Purslane is one of those weeds I take for granted. I used to see it everywhere in Michigan, where its red stems spread along the ground in interlacing mats. The succulent leaves were never dense enough for a groundcover, but it didn’t get tall and rangy, didn’t clamor over other plants, and didn’t produce vicious seeds.
John Winthrop, Junior, bought an ounce in 1631 in London before leaving for Massachusetts Bay Colony. Since that’s about 280,000 seeds, he must have intended to grow it for food. No doubt it made the trip many times, sometimes in seed packets like Winthrop’s, other times as a stowaway. Purslane’s now spread to south Pacific islands where there are no familiar animals.
Here in the rio arriba, it displaced the native notch leaved purslane which the Santa Clara once minced to release the mucilage for gravy. By 1915, the old world leaves were eaten by both Tewa and Spanish speaking natives, with no nutritional loss. The newcomer contains vitamins A and omega-3 fatty acids, as well as antioxidants and minerals.
My plant arrived with a potted shrub in 2000. This is the first time I’ve seen the hermaphrodite bloom. It needs light, and apparently didn’t get its necessary eleven hours a day until the sun dropped enough to reach the east end of the porch. In other parts of the country it starts blooming in late spring.
The yellow flowers begin to open around ten in the morning to a maximum width of 5/16". Soon after noon the two sepals begin to close, pushing the five petals closer to the male stamens. Within 25 minutes, the petals fold over the stamens, pushing them towards the female pistil. In another 15 minutes, all the flowers are shut into mitres under the sepals.
When the pollen from the stamens falls onto the stigma, the generative cell produces a pollen tube, which reaches down until it pierces the embryo sac formed in the ovary. Cooper says fertilization is complete within three to four hours of contact.

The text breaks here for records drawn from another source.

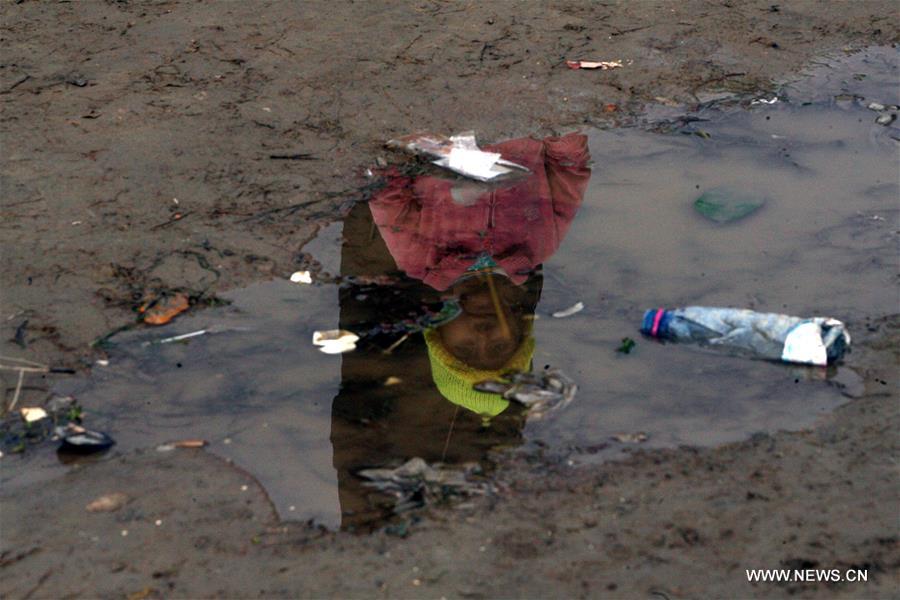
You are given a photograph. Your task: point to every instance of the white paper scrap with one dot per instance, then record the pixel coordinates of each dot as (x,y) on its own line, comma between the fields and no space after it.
(335,341)
(568,312)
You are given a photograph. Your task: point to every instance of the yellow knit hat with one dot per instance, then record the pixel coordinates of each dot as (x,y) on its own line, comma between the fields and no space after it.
(454,379)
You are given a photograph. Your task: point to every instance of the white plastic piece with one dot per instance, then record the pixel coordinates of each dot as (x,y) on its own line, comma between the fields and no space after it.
(301,277)
(33,414)
(804,345)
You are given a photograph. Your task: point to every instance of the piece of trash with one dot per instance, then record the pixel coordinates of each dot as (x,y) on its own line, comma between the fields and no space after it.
(541,393)
(814,341)
(78,440)
(190,443)
(631,438)
(107,503)
(181,444)
(726,204)
(416,483)
(568,312)
(592,64)
(166,309)
(183,336)
(33,414)
(301,277)
(459,153)
(626,346)
(335,341)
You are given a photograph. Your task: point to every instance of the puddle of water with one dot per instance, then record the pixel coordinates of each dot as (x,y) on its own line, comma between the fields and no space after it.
(304,422)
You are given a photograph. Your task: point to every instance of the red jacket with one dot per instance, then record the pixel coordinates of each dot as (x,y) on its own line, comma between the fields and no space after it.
(435,239)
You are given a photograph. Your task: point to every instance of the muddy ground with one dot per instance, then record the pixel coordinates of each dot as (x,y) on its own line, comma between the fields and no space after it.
(138,144)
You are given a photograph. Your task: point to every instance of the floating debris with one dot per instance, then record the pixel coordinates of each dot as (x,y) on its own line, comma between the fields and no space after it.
(631,438)
(604,65)
(78,440)
(335,341)
(725,204)
(301,277)
(416,483)
(182,444)
(165,309)
(626,346)
(568,312)
(459,153)
(108,503)
(33,414)
(541,393)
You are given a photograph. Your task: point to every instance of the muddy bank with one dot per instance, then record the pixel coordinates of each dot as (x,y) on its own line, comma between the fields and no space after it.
(119,109)
(162,146)
(676,524)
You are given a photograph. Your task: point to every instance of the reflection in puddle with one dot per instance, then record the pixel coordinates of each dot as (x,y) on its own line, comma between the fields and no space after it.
(510,255)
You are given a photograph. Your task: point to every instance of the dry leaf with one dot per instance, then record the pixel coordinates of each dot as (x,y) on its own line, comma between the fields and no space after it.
(107,503)
(166,309)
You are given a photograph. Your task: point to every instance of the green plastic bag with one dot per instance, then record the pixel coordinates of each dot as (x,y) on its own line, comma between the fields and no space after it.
(726,205)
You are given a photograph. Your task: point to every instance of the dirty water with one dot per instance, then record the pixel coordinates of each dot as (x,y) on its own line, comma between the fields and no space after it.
(304,423)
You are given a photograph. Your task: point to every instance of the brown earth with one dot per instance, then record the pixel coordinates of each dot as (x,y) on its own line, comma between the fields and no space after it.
(112,110)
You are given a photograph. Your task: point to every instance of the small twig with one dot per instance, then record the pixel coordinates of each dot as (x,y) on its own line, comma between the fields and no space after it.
(175,218)
(396,344)
(300,156)
(16,84)
(12,404)
(495,299)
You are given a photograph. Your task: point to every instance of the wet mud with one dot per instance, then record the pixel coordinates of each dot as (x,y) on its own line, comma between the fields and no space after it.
(670,472)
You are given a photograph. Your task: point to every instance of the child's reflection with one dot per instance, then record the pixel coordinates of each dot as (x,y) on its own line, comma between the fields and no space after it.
(476,245)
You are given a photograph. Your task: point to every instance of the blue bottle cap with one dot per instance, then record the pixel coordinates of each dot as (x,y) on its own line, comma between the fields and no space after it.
(656,322)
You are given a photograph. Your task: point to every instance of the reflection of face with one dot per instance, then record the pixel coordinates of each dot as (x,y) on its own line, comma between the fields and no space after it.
(477,336)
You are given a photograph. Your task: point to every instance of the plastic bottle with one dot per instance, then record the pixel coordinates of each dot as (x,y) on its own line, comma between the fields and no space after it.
(814,341)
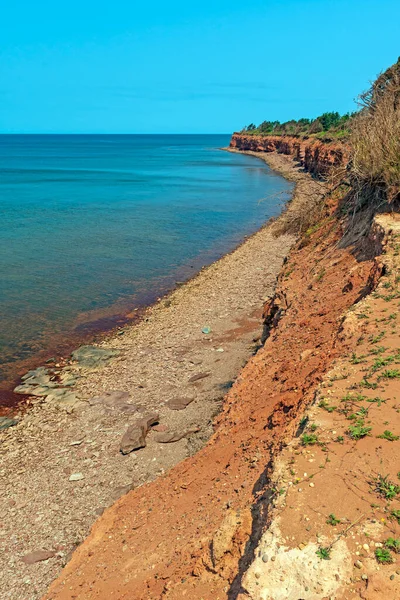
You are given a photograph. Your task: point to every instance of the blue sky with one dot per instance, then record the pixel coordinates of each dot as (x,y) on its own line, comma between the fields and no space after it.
(201,67)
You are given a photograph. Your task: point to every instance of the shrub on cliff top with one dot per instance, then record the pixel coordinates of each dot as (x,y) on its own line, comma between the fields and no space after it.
(375,141)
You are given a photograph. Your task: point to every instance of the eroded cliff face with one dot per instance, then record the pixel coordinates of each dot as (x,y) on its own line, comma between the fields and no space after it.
(318,158)
(196,531)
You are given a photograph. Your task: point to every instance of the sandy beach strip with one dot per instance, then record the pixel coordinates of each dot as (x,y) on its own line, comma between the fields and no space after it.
(61,466)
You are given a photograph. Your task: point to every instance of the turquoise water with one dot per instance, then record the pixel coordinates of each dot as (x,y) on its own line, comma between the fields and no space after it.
(94,225)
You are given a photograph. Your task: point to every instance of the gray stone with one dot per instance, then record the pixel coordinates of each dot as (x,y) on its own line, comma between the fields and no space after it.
(61,395)
(135,436)
(91,357)
(115,401)
(174,436)
(179,403)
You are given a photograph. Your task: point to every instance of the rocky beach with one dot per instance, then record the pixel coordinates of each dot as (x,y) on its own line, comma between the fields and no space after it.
(117,415)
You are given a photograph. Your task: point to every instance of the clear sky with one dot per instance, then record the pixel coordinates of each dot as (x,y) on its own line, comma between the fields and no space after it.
(186,66)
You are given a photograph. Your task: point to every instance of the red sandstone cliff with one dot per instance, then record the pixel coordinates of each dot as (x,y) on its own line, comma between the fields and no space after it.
(317,157)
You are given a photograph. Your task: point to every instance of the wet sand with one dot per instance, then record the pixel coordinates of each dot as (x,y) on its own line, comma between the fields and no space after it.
(62,465)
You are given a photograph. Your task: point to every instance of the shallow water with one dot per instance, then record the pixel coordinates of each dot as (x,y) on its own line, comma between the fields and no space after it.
(94,225)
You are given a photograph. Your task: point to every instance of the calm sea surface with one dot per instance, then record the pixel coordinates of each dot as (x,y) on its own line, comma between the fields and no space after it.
(92,225)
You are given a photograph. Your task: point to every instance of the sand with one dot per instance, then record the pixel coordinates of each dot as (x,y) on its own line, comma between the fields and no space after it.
(62,465)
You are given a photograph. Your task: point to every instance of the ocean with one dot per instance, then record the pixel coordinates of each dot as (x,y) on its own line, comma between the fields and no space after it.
(93,226)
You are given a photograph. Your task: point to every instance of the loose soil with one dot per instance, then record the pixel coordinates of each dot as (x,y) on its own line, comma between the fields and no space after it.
(61,466)
(196,531)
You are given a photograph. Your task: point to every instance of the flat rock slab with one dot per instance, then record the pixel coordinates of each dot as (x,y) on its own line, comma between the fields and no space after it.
(38,556)
(135,436)
(178,403)
(91,357)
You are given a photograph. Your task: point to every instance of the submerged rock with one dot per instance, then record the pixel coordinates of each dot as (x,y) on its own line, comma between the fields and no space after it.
(135,436)
(6,422)
(175,436)
(115,401)
(179,403)
(91,357)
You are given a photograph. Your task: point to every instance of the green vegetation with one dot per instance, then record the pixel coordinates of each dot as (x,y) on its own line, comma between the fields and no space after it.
(388,435)
(330,125)
(395,514)
(357,432)
(393,544)
(324,553)
(332,520)
(383,556)
(386,488)
(309,440)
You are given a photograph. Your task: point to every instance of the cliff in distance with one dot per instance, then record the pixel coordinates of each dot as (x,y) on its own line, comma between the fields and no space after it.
(317,157)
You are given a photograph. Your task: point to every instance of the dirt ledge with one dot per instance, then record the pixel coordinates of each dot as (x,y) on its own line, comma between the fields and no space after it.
(196,531)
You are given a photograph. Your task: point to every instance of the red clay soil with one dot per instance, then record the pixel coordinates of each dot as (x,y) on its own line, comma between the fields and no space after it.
(315,156)
(192,533)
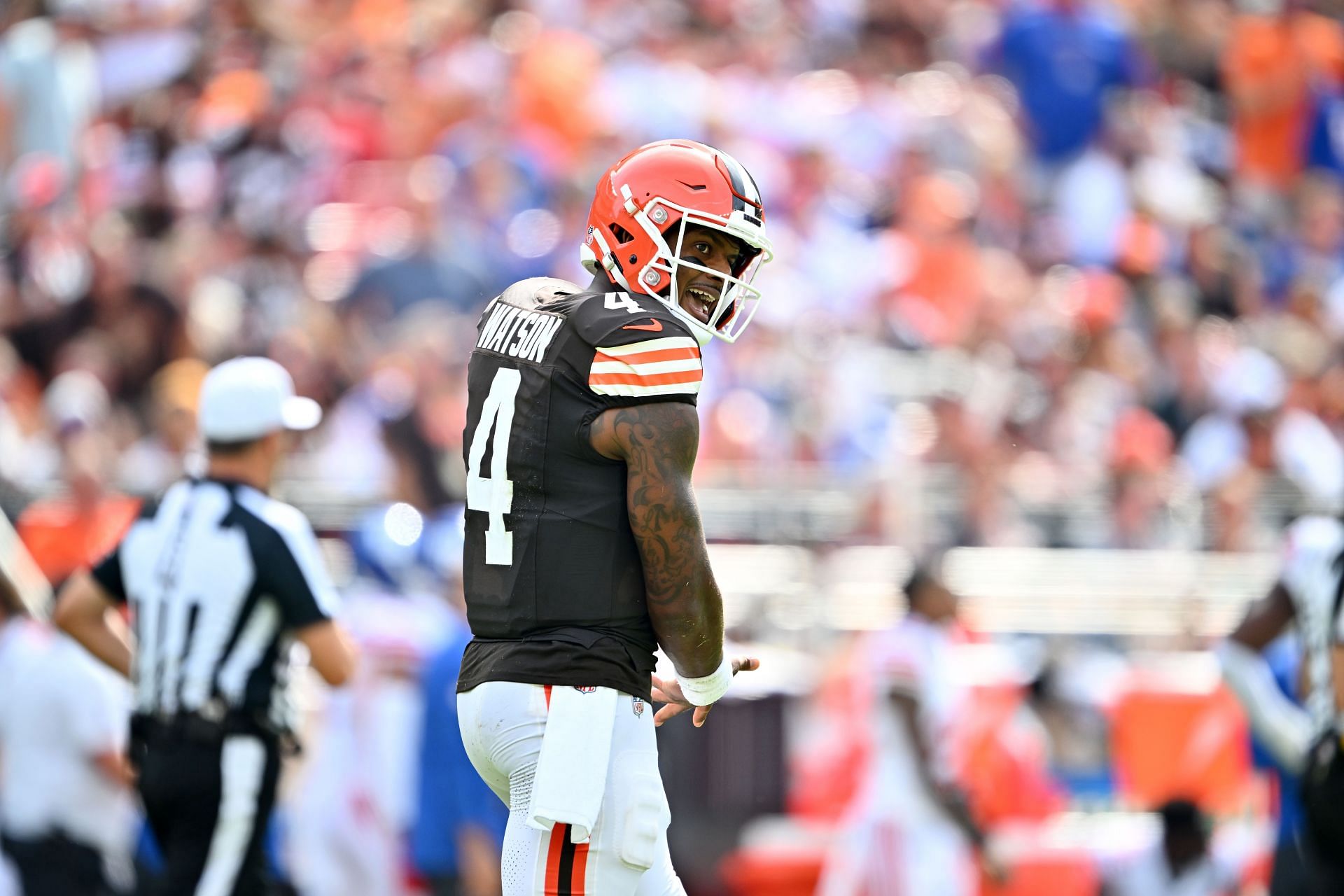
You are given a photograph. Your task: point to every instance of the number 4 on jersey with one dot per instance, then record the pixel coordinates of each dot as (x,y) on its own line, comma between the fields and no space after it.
(622,302)
(493,495)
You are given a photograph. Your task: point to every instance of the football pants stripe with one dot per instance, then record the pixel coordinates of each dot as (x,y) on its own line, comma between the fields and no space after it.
(559,839)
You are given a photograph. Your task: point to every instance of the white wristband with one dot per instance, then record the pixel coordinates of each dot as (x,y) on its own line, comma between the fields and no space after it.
(702,692)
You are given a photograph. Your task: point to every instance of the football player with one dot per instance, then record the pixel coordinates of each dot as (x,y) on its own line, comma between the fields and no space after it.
(910,830)
(585,551)
(1304,739)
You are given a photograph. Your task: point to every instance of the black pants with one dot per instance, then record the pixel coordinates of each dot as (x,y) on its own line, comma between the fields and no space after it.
(440,886)
(1323,801)
(207,802)
(55,865)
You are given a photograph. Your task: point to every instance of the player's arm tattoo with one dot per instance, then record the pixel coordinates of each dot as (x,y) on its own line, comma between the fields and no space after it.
(659,444)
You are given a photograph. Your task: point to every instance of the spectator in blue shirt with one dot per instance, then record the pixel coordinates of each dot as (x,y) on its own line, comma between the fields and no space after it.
(460,822)
(1065,59)
(1285,660)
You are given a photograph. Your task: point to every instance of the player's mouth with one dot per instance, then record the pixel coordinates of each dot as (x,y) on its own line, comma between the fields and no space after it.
(699,298)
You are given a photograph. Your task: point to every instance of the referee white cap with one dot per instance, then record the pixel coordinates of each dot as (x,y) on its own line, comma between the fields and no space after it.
(248,398)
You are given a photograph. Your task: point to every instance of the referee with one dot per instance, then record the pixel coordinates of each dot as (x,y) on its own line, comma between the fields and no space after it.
(219,580)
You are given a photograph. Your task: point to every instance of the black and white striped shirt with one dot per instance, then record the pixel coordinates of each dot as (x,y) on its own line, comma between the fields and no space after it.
(218,577)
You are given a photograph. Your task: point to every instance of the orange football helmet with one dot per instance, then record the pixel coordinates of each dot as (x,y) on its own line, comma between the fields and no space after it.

When the seeds are mature, the protective cap breaks away, leaving a tan receptacle bearing black seeds, which spill onto leaves or fall to the ground.
The next day, new flowers open in the base of leaf clusters at the ends of stems. In the afternoons, I can see as many as five buds in an axil, some still buds, some developing grain cups. If the season is long, those seeds may produce the next generation of flowers in four to six weeks. If the winters stay warm, it doesn’t die. If a stem breaks off, it may root itself.
The wind may initiate fertilization, but this flower depends on no such fickle occurrence in its brief fluorescence. Portulaca olearcea may be an old maid, but it is rarely a barren one.
Cooper, D. C. "Macrosporogenesis and Embryology of Portulaca oleracea," American Journal of Botany 27:326-330:1940.
Robbins, William Wilfred, John Peabody Harrington and Barbara Friere-Marreco. Ethnobotany of the Tewa Indians, 1916.Simopoulos, Artemis P. "Omega-3 Fatty Acids and Antioxidants in Edible Wild Plants," Biological Research 37: 263-277:2004.Winthrop, John Junior. Seed list, included in volume 3 of Winthrop papers held by Massachusetts Historical Society; reprinted by Ann Leighton, Early American Gardens, 1970.
Photograph: Purslane, 2 September 2007.